Guia da Semana
Arte
Por Guilherme Udo

Cassio Scapin dá vida a Diderot em O Libertino

Ator volta aos palcos na pele de Diderot em peça dirigida por Jô Soares no Teatro Cultura Artística.

O Libertino fica em cartaz no Teatro Cultura Artística Itaim (João Caldas / Divulgação)

Cassio Scapin, o eterno Nino de Castelo Rá-Tim-Bum, se volta para os palcos em peça com direção de Jô Soares. Na comédia O Libertino, o ator dá vida à Denis Diderot, renomado filósofo francês que não resiste aos encantos das mulheres.

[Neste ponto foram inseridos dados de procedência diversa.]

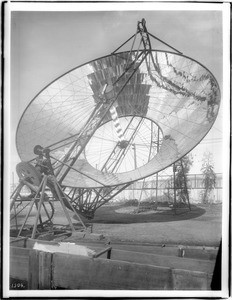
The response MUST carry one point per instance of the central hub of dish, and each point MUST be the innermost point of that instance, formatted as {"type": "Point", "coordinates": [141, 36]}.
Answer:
{"type": "Point", "coordinates": [123, 144]}
{"type": "Point", "coordinates": [117, 151]}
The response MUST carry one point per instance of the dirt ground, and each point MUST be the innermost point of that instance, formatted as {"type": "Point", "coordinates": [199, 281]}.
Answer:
{"type": "Point", "coordinates": [201, 226]}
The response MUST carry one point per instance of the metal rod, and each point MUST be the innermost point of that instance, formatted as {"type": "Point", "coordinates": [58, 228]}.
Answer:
{"type": "Point", "coordinates": [16, 192]}
{"type": "Point", "coordinates": [71, 205]}
{"type": "Point", "coordinates": [70, 167]}
{"type": "Point", "coordinates": [30, 207]}
{"type": "Point", "coordinates": [123, 44]}
{"type": "Point", "coordinates": [38, 216]}
{"type": "Point", "coordinates": [63, 205]}
{"type": "Point", "coordinates": [155, 37]}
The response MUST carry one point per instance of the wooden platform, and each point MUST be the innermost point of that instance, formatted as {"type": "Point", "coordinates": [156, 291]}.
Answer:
{"type": "Point", "coordinates": [126, 269]}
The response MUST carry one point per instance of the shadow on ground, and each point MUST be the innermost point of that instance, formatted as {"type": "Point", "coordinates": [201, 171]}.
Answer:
{"type": "Point", "coordinates": [108, 215]}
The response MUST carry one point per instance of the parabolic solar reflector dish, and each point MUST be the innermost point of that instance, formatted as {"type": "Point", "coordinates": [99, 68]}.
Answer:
{"type": "Point", "coordinates": [175, 97]}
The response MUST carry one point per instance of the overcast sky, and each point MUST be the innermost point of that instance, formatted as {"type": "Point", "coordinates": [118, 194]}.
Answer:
{"type": "Point", "coordinates": [44, 45]}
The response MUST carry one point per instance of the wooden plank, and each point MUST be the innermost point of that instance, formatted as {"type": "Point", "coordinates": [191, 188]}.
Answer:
{"type": "Point", "coordinates": [19, 262]}
{"type": "Point", "coordinates": [33, 272]}
{"type": "Point", "coordinates": [164, 261]}
{"type": "Point", "coordinates": [188, 280]}
{"type": "Point", "coordinates": [45, 270]}
{"type": "Point", "coordinates": [190, 252]}
{"type": "Point", "coordinates": [18, 242]}
{"type": "Point", "coordinates": [79, 272]}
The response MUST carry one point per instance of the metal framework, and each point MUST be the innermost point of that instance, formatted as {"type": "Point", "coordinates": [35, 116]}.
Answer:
{"type": "Point", "coordinates": [140, 88]}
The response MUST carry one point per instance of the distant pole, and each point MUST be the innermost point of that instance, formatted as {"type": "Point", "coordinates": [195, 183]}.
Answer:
{"type": "Point", "coordinates": [12, 181]}
{"type": "Point", "coordinates": [135, 161]}
{"type": "Point", "coordinates": [157, 176]}
{"type": "Point", "coordinates": [174, 187]}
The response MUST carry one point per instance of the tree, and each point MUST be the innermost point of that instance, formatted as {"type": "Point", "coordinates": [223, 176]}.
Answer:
{"type": "Point", "coordinates": [181, 169]}
{"type": "Point", "coordinates": [209, 176]}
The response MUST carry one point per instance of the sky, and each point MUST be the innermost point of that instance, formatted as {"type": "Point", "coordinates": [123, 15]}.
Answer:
{"type": "Point", "coordinates": [46, 44]}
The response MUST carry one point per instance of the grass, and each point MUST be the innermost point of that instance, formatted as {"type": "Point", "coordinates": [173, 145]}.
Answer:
{"type": "Point", "coordinates": [201, 226]}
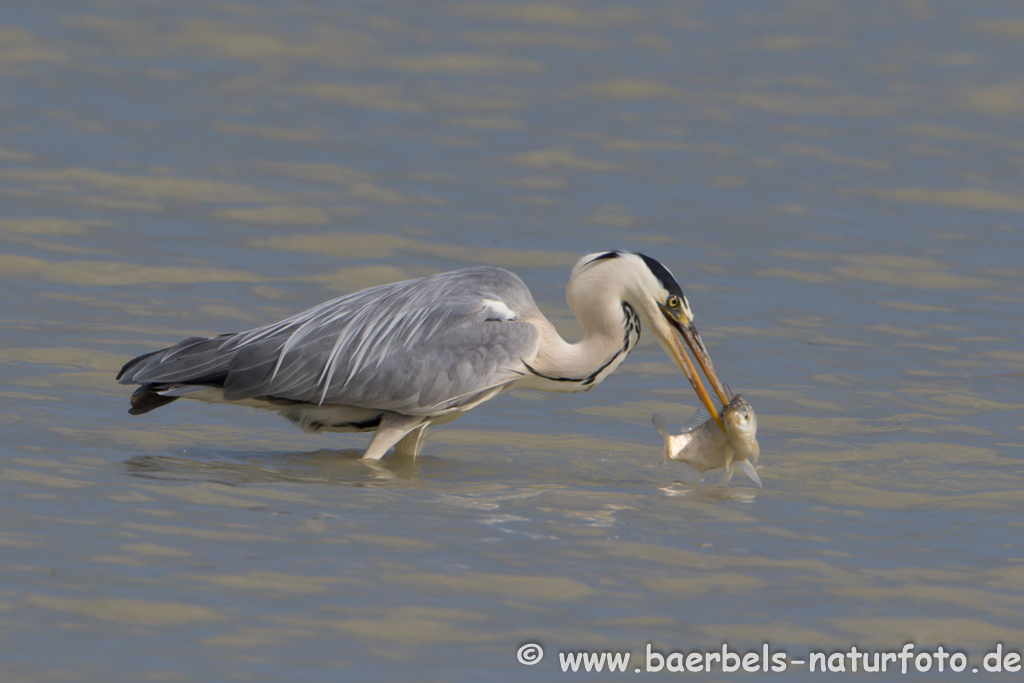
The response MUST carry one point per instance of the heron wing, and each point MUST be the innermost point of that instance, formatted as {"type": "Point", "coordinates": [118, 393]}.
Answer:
{"type": "Point", "coordinates": [417, 347]}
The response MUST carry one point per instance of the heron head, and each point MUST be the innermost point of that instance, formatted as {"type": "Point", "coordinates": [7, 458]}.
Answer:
{"type": "Point", "coordinates": [653, 293]}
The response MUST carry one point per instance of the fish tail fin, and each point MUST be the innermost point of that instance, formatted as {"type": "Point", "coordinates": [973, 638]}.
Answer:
{"type": "Point", "coordinates": [747, 468]}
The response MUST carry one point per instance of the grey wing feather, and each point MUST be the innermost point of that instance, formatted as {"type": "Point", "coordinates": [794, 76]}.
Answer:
{"type": "Point", "coordinates": [418, 347]}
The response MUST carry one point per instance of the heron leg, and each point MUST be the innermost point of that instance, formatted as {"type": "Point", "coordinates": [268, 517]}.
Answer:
{"type": "Point", "coordinates": [412, 442]}
{"type": "Point", "coordinates": [393, 429]}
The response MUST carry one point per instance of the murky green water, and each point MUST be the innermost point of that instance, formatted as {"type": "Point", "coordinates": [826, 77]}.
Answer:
{"type": "Point", "coordinates": [836, 185]}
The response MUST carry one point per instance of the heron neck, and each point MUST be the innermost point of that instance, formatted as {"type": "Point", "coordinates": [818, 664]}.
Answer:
{"type": "Point", "coordinates": [609, 334]}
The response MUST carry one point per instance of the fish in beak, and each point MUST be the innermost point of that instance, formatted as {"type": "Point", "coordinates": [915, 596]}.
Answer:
{"type": "Point", "coordinates": [678, 353]}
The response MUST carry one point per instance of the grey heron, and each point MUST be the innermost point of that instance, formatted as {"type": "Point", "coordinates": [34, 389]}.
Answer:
{"type": "Point", "coordinates": [400, 357]}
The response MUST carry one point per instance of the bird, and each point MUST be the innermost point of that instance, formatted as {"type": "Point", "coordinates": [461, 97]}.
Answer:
{"type": "Point", "coordinates": [402, 357]}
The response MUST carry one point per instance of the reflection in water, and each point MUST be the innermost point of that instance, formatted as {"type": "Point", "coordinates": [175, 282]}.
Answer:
{"type": "Point", "coordinates": [324, 466]}
{"type": "Point", "coordinates": [709, 493]}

Em 2008, o ator havia assistido à uma leitura do texto em Paris, apaixonou-se por ele e, depois de dois anos, consegue trazê-lo ao palco do Teatro Cultura Artística Itaim.

Apesar de ser fantasia, a trama mistura personagens reais com fictícios e leva o espectador a se divertir, mas também questionar. "Todo humor é inteligente, se não for, não tem graça", opina Jô, ao explicar a dramaturgia da montagem, que ainda conta com o ator Daniel Warren e as atrizes Luciana Carnieli, Luiza Lemmertz (filha de Júlia Lemmertz), Tânia Casttello e Erica Montanheiro.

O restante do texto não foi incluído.